Un serrato proseguire, per cogliere impressioni nel perenne brulicare/ e fremiti a spiragli e poi lucori.
Il tempo ha dichiarato la presenza,per il
poeta non è più tempo di avventure, di ardimenti, ma neppure d’inedia. Ora
si addice un procedere più cauto, ma
l’assillo del pensiero è lì ed ecco altre prospettive : dipende dal momento, dagli abbinamenti, da alterne ipotesi che
inducono a qualche prospettiva/per via di quel ricordo che sovviene/ o da influenze con l’ispirazione che
porta nuovo scompiglio.
Sfidano
il tempo le pagine dei muri con notizie,
ammonimenti, segnali, inviti ad osservare. È una sfida col
tempo la lampara che fa da richiamo ad un agguato nella quiete dentro al golfo,ma la mente va ad un volo di farfalle a
primavera, ricorse per la grazia dei loro colori, prede appena
tra un pollice ed un indice bambino, che tra grida di rimprovero,liberate, sono seguite dal rimpianto del momento.
La
vita è ansia, rincorsa,sosta,attesa,ripartenza,sfida, desiderio di approdo.
Il
poeta è sempre in attesa di un cenno
che sveli attraverso abbagli o frange di
frammenti un groviglio di esistenze o di misteri. L’uomo in attesa cerca un’altra luce/oltre il silenzio eterno/oltre
il lenzuolo eterno costellato.
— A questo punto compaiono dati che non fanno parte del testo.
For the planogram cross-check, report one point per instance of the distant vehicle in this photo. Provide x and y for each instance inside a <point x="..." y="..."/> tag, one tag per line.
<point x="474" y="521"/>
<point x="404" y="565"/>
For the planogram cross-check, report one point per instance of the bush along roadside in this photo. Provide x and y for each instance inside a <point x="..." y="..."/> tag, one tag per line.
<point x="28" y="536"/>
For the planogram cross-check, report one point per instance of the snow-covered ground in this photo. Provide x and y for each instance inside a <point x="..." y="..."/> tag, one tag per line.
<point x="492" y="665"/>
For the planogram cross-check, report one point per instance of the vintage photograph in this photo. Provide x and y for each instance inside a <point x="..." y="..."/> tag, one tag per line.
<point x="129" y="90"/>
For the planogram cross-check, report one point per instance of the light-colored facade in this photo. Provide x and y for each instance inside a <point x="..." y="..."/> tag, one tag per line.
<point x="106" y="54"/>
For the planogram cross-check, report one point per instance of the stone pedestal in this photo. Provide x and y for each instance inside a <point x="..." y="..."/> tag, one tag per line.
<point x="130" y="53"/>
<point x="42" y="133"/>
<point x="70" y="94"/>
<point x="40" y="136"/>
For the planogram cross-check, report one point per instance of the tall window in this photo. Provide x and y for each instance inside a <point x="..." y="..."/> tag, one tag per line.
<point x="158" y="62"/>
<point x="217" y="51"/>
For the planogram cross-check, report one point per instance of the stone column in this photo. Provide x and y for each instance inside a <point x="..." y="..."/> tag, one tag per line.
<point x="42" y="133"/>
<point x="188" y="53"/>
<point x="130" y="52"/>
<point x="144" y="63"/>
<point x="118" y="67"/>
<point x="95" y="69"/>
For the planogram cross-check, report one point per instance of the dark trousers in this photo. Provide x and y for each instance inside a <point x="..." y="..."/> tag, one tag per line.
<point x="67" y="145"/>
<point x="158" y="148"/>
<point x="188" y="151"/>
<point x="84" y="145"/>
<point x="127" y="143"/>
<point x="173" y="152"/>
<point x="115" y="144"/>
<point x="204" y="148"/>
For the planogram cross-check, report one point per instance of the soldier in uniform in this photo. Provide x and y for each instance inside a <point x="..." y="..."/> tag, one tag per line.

Il deittico Oltre, in anafora iniziale, prolunga vertiginosamente questa
proiezione.
Si
resta a meditare sull’ignoto, pronti a percepire, ravvisare il cenno di un segnale che pare profilarsi anche quando
l’alba sta concependo la sua luce, ma
nel proseguire di accenti di pensieri/
estranei a una intesa del momento si
crede in verità raggiunte, subito smarrite.
Il
percorso del fine indagato, amorevolmente atteso, se al contempo è oggetto
sempre di interrogativi sul suo senso, dall’altra dischiude nelle tappe del
viandante – poeta ad emozioni che fanno presupporre un cenno/dall’infinito ignoto che rimanda a vite non vedute d’altri
soli/…/a un groviglio di esistenze e di misteri,sicché Tutto sorprende.È la Liguria, terra
d’adozione, che ricuce la parola poetica ai fruscii,
a improvvisi cenni di ipotetici messaggi, a guizzi che sembrano aprire a risposte, di contro un groviglio inestricabile di rovi, la
muraglia montaliana e solo riflessi che
rimangono negli occhi. È la parola lirica
dell’attesa, della conquista della bellezza, associata ad una richiesta
assillante di Verità, e l’amore che rendono l’andare degno: provare sentimenti e commozioni è una lezione che provvede al cuore/ e si
diffonde per quelle verità/che fanno tanto caro il proseguire, pur se tra
contrasti, combinazioni, occasioni, giochi di correnti:il concetto è che nulla resta fermo. L’esplorazione interiore come
del paesaggio lunigianese, del visibile-invisibile divengono mondi
complementari, trattati con una soffusa
malinconia. La parola, curata,si incastona in un verso che con naturalezza risuona
dei suoi accenti, anche per le sue rime baciate o al mezzo in un andamento che
accompagna ora il ricordo nostalgico, ora l’accusa senza verve di modalità di
vivere, che escono dai binari dell’onestà, della correttezza nei rapporti anche
rispetto alla Natura, violata dagli interessi del momento.